Perhaps we in our own time are witnessing a great turning in which almost two thousand years of misrepresentation will be reversed. The Da Vinci Code, whatever its imperfections as history, may well serve the cause of this Great Turning. Does Dan Brown “prove” that Jesus was married? Hardly. There are holes in his case large enough to march a Roman legion through: As a firstborn son, Jesus may well have been a nazarite—dedicated to God at an early age; put aside from infancy as an offering to God, to remain throughout his life holy, pure, and celibate. Indeed, the gospel accounts of his presentation in the Temple seem to indicate that Mary (his mother) and Joseph brought Jesus up to Jerusalem to present him to according to the Law of Moses: “every firstborn male that opens the womb shall be called holy to the Lord.” Or it could be, as some have claimed, that Jesus was allied with (or was at least influenced by) the Essene movement within Judaism, whose members were celibate males who lived apart from society and its norms, awaiting the coming of the Reign of God.
There is no historical reason to assume that, simply because most males of his age were married, that Jesus was, as well (any more than we can make that assumption about a young male in our own day and age).
But even more important to us than whether Mary was the spouse of Jesus is the incontrovertible gospel truth that she was, indeed, his comrade, his close compatriot on the journey of faith. Indeed, scripture tells us, she was the first to whom he appears after his Resurrection, and it was her announcement of that Good News which inspired the male apostles (who had not, as Mary and some of the other women had, remained by his side as he lay dying on the Cross, or stayed out in the cold of night as his body lay in the tomb). May the model of Mary Magdalene inspire again within Christianity in our own day a renewal of hope and spirit which clearly reflects the love and humility of Christ. If The Da Vinci Code helps to accomplish that, then it helps in doing an important work, indeed.

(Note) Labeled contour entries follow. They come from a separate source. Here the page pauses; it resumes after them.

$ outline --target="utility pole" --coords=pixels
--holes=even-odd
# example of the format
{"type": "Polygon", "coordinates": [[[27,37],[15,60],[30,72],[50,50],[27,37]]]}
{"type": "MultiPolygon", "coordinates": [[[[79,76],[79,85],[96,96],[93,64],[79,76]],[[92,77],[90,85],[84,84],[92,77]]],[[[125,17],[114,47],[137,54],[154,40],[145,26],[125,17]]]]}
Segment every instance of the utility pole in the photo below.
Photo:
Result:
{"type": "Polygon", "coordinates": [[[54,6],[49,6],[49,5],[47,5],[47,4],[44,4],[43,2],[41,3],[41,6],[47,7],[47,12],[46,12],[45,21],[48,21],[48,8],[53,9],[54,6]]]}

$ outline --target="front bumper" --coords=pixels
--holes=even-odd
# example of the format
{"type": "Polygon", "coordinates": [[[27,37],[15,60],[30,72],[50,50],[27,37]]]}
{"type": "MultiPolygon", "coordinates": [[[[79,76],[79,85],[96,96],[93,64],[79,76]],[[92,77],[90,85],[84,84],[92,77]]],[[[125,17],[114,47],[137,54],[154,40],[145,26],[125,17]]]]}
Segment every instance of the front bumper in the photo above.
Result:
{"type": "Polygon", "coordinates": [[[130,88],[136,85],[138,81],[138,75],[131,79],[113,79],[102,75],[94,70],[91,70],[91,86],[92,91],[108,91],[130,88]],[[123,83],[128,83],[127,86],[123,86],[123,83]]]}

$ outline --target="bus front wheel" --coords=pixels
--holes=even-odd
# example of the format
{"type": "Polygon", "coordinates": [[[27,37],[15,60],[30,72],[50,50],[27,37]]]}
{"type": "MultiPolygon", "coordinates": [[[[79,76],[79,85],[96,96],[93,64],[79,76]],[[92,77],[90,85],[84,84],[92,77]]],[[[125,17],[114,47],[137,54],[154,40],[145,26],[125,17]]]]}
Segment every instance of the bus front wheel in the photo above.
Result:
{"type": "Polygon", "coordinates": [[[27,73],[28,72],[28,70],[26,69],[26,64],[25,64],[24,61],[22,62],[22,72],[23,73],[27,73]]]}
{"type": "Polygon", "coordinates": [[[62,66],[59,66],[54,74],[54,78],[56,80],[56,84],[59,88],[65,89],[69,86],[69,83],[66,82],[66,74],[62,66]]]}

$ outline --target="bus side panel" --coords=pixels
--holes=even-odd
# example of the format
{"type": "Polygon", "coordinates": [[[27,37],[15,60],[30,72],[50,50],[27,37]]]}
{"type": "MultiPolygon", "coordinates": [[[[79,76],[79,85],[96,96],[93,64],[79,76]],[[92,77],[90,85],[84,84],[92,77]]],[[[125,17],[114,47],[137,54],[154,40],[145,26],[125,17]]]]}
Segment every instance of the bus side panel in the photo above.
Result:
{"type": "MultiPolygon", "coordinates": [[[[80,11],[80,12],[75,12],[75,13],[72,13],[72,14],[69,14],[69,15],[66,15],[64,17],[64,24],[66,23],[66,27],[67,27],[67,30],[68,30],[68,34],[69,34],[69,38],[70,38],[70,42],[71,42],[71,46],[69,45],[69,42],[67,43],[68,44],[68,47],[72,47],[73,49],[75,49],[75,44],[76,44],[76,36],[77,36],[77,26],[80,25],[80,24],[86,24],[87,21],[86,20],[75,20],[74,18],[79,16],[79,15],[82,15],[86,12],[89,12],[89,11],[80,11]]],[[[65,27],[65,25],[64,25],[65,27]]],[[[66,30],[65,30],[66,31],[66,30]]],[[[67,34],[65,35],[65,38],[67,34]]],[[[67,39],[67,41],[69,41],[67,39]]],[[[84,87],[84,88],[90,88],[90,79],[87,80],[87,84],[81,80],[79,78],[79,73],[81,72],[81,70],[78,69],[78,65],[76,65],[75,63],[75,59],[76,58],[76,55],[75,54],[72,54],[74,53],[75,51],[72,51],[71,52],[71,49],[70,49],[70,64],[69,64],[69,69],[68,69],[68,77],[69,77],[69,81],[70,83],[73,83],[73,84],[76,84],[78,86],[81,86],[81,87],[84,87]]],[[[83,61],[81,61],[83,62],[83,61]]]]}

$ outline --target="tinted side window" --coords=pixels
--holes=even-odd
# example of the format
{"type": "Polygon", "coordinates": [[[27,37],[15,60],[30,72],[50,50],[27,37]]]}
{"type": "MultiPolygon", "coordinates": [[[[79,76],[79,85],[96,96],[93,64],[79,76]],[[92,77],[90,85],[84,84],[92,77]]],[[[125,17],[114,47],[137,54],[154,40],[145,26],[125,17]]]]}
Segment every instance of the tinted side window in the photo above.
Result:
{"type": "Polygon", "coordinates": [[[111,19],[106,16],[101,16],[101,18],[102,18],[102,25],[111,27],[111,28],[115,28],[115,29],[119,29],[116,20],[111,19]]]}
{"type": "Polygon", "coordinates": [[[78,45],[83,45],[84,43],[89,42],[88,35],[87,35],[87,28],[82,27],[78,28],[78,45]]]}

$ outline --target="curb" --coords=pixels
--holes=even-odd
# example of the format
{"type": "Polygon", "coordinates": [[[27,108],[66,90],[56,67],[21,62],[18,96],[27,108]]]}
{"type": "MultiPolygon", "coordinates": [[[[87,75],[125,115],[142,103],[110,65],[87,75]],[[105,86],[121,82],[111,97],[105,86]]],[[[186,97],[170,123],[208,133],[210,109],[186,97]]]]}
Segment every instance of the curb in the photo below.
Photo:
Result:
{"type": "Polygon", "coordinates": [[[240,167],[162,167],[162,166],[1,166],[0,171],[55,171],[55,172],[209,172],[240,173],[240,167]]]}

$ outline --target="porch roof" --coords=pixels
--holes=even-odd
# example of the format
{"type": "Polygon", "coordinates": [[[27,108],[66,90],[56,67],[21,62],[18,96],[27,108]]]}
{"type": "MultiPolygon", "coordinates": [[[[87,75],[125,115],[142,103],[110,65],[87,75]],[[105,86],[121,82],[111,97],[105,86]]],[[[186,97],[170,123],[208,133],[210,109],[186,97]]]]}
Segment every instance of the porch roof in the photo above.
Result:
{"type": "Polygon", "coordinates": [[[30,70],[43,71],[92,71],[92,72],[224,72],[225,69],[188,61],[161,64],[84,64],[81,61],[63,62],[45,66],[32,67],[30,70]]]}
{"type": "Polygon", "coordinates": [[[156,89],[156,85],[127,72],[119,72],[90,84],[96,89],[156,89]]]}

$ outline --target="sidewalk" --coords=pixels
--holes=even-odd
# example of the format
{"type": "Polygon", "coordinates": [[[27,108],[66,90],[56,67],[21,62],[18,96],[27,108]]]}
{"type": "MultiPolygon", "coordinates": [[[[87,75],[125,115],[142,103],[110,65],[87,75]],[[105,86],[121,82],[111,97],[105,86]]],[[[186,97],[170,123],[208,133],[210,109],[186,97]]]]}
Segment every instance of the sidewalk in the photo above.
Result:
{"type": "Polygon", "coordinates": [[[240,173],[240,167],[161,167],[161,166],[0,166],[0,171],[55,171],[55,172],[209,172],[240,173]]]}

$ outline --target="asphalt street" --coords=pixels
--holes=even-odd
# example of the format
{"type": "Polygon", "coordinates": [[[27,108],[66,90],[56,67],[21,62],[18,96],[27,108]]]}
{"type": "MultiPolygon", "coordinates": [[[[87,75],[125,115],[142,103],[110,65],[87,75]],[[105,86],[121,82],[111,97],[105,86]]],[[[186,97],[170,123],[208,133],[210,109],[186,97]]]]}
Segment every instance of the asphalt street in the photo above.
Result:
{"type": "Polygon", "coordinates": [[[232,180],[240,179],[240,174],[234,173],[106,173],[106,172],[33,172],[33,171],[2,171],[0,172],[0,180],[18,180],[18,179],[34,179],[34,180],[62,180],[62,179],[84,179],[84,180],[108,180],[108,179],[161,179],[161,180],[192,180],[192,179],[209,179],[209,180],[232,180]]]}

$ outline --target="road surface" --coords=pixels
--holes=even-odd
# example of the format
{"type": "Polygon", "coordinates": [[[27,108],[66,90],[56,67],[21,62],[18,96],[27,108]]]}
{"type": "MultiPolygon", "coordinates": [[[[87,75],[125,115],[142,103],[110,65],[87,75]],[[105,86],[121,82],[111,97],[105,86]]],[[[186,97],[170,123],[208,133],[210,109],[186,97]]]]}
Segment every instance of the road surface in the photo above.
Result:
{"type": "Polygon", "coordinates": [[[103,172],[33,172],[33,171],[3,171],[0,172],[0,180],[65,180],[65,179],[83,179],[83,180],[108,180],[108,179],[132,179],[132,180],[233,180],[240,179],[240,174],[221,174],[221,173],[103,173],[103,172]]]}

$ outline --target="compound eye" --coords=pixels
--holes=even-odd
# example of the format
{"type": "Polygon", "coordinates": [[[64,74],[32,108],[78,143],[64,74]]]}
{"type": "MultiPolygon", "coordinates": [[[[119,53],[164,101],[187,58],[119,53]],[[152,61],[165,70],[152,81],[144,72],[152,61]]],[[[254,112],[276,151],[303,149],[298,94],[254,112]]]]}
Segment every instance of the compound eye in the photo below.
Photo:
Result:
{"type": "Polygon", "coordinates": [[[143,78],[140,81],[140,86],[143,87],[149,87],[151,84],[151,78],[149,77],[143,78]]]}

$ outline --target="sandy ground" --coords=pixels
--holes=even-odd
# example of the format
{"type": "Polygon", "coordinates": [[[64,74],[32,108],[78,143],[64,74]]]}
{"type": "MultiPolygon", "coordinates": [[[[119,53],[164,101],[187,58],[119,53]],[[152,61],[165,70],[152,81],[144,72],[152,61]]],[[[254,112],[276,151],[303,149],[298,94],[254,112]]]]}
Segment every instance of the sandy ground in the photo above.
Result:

Let us render unto fiction the things which are fiction, and unto history the matters of history. For as The Da Vinci Code shows, these things are not the same. But let us, too, render unto faith the things of faith. For many Christians, the “merely human” Jesus which The Da Vinci Code posits is not enough for facing the tempests and tribulations of this earthly life. For many Christians, the unmistakable truth is that the royal kingship which Jesus bequeathed was not based upon his own personal genes and chromosomes. It was not a matter of his blood line, but of our own creation, each one of us, as his brothers and his sisters, each one of us as children—sons and daughters—of a God whose most magnificent name is Love. For many Christians, only a Jesus who is “fully human and fully divine” will be enough: enough to inspire us to let God’s light shine in the darkness of these times; enough to remind us that this human road we walk can, indeed, lead us, in the fullness of time, into the very presence of God.